Il faut reconnaitre que les exigences en matière de maitrise de la langue ont considérablement augmenté avec le temps. Le marché du travail s’est transformé : il y a une diminution marquée des emplois manuels au profit de professions liées aux services ou faisant appel de plus en plus aux technologies. Puis, admettons-le, le niveau général de maitrise de la langue a augmenté. C’est le fait, entre autres, de la démocratisation de l’enseignement et de la hausse considérable du nombre de diplômés de l’enseignement postsecondaire. Cela entraine du même coup des attentes plus élevées en matière de compétence linguistique. C’est ainsi que subsiste la perception d’un déclin de la maitrise de la langue française au Québec et un sentiment général d’une piètre maitrise de la langue.

De nombreux enjeux sociaux sont liés à la maitrise de la langue.

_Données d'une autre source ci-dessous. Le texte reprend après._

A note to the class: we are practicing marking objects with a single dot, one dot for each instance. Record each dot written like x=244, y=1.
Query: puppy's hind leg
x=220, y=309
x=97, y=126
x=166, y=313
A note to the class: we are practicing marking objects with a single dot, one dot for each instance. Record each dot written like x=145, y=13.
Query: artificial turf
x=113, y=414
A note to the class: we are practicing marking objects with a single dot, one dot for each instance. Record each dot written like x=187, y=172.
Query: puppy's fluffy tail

a)   De faibles compétences linguistiques, en français oral et écrit, constituent un facteur d’exclusion pour tout citoyen. Les stratégies d’amélioration de la maitrise de la langue, plus particulièrement lorsqu’il s’agit d’élèves, de futurs enseignants ou d’autres travailleurs, doivent prendre en compte la composante immigration. Il faut le dire, toutefois : la pauvre maitrise du français n’est pas un problème exclusif à ceux dont la langue maternelle n’est pas le français; ce serait même le contraire dans certains cas, selon les données du très récent rapport de Thierry Karsenti sur les défis rencontrés par les enseignants du collégial.1

b)   Le décrochage scolaire est également un sujet de préoccupation depuis de nombreuses années. Ses répercussions sur l’employabilité, l’inclusion sociale, la santé, etc., sont bien documentées. Le décrochage est souvent la conséquence d’un parcours scolaire parsemé d’échecs, et ces échecs sont souvent liés à de faibles compétences linguistiques. Les conclusions du bulletin statistique de mai 2015 du ministère de l’Éducation confirment d’ailleurs que les difficultés en français constituent un important facteur d’échec à la fin du secondaire.

Il est donc primordial de prendre les mesures appropriées pour assurer l’acquisition des habiletés en lecture, en écriture et en communication orale dès le début de la fréquentation scolaire. Il en découle qu’on doit repérer très tôt les enfants à risque et intervenir rapidement auprès d’eux pour redresser la situation afin d’augmenter le taux de réussite scolaire.

D’autres enjeux sociaux peuvent résulter d’une déficience en communication orale ou écrite, comme la difficulté à trouver un emploi ou à évoluer avec le marché du travail, ou encore l’incapacité de comprendre et de traiter l’information, de profiter des innovations technologiques, etc. Le choix de ne pas faire état de l’ensemble des entraves qui peuvent découler de faibles compétences en littératie n’enlève rien à leur importance.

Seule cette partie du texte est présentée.